The building has a lot of neighbors that could really use a renovation, and adding activity to the block is a really positive infusion of needed momentum to this dead zone that separates Midtown from North City.  Its bike rack, added to the fact that Grand has the best bus service in the city, really boosts the place’s attractiveness.

Bike Rack and Grand Bus

More projects close by have been recently completed or are in the works.  Just one block away, at Grand and Finney, another rehab was completed recently.  Two years ago the building was boarded up and not being used.

Grand and Finney - Summer 2008

Now it is in much better shape and had a clothing store in one of it’s Grand facing storefronts when I drove past today.

C.W. Fashion

Another couple of blocks away is a great example of the kind of infill we need just about everywhere in St.

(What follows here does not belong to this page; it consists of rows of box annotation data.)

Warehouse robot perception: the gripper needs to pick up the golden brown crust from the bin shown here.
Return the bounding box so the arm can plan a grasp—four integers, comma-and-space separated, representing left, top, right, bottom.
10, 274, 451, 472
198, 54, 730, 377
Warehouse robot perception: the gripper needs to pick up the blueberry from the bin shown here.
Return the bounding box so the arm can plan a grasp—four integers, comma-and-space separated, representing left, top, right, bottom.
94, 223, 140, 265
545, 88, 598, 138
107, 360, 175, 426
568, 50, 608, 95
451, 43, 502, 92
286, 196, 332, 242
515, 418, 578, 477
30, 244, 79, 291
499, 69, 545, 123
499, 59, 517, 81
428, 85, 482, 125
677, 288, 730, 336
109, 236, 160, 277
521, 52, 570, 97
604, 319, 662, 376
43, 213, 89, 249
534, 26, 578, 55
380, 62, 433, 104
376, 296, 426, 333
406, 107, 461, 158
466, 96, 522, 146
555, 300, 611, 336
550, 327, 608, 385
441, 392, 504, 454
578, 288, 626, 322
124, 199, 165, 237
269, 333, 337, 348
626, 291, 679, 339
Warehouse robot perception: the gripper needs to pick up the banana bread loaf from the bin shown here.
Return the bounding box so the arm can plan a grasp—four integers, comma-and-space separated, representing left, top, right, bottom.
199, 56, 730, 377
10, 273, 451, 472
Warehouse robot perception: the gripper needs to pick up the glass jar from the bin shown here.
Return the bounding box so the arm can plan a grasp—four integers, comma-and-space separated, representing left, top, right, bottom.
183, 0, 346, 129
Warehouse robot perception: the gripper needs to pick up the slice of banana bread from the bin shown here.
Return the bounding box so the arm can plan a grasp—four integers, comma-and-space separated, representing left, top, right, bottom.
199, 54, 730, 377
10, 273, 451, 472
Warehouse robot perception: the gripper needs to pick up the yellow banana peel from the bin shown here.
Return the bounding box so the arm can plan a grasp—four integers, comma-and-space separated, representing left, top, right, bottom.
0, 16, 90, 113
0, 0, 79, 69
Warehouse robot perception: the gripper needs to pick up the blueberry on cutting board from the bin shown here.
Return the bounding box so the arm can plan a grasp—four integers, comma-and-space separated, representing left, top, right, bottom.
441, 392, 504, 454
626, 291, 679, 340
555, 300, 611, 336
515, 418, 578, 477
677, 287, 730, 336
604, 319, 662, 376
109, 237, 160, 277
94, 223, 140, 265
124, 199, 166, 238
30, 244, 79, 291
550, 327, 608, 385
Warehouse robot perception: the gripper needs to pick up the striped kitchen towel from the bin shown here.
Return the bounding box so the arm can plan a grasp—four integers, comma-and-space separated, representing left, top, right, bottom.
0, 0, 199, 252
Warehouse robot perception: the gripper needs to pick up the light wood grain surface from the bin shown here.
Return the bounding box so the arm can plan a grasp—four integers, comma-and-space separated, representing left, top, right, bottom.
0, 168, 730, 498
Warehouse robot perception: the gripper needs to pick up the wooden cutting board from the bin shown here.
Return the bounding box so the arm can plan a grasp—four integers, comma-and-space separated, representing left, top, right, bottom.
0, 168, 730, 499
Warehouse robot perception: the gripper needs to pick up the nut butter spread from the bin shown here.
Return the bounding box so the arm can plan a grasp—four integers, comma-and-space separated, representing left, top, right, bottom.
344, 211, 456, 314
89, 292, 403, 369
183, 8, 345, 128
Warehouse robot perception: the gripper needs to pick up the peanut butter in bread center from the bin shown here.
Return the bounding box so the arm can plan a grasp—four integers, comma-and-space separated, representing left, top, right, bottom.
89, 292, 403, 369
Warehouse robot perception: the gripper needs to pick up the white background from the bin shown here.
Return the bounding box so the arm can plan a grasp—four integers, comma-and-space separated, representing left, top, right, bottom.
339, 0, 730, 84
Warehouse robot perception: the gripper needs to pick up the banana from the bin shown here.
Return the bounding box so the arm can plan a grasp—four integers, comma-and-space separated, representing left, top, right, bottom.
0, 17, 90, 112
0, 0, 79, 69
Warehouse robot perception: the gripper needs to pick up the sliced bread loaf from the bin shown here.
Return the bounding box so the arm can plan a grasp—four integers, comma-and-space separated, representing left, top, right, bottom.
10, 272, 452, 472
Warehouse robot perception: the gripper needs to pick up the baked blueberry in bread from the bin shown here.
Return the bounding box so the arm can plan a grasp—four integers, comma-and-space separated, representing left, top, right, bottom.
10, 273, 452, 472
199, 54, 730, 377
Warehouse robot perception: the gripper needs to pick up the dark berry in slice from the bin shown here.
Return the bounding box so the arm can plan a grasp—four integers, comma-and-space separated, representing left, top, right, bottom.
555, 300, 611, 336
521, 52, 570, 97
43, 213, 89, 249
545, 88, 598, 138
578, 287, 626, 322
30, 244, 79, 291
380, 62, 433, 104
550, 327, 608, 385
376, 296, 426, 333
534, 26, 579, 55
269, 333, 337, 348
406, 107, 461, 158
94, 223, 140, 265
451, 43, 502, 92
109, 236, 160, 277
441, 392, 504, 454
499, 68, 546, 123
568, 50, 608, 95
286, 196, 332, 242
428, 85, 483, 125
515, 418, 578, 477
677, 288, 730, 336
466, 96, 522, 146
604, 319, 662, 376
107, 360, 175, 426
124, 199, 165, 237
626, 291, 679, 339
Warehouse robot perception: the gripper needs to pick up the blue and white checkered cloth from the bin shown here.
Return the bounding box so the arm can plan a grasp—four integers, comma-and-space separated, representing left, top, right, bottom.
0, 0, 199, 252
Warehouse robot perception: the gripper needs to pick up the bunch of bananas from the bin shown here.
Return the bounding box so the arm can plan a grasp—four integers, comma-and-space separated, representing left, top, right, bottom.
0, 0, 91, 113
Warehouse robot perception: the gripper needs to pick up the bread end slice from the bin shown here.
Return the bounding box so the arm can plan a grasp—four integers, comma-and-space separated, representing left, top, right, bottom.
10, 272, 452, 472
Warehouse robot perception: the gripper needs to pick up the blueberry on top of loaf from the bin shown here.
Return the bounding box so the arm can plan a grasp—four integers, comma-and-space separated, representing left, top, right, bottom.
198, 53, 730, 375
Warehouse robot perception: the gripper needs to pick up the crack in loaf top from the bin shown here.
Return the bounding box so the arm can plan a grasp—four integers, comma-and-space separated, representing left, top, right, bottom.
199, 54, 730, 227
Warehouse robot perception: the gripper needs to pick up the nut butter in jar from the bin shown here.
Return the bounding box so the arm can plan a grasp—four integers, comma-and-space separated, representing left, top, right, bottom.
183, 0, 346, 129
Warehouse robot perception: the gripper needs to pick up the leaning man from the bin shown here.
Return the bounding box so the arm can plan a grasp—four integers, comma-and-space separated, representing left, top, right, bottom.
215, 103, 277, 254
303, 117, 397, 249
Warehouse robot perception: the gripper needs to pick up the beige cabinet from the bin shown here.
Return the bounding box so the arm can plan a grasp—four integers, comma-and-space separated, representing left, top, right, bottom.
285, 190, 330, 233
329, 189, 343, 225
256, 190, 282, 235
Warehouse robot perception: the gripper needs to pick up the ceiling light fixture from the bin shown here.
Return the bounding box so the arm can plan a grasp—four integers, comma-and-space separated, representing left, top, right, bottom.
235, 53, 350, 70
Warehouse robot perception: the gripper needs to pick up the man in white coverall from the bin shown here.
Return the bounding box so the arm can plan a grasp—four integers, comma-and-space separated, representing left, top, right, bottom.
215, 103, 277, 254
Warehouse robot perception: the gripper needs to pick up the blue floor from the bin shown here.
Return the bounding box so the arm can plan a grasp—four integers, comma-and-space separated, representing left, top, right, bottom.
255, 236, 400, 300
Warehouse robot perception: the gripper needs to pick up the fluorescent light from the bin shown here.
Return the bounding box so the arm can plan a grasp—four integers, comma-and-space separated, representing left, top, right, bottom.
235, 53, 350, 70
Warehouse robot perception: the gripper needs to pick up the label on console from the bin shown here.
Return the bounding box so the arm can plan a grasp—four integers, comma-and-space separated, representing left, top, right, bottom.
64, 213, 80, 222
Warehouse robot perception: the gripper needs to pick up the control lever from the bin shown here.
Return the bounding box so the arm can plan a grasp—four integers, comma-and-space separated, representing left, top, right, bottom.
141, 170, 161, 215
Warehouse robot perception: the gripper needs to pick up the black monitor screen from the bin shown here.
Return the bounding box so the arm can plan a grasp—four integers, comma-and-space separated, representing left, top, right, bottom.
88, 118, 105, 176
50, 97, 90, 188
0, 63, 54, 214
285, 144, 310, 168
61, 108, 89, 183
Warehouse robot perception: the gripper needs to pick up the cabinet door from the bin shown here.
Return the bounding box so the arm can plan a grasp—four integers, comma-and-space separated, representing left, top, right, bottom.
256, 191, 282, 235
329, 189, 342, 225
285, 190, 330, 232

Louis.

PNC Bank on Page

This two-story building that faces Page half a block East of Grand is home to a branch of PNC National Bank, a refreshing site in an area with far too many storefronts advertising payday loans and surrounded by surface parking in every direction.  Grand is in pretty bad shape around this area but I see it improving.  Maybe the next renovation will be for the Douglas E Kelly Community Resource Center – advertised here 2 years ago.

1027 North Grand

Whatever it is, I’ll be eagerly awaiting the next development to report on.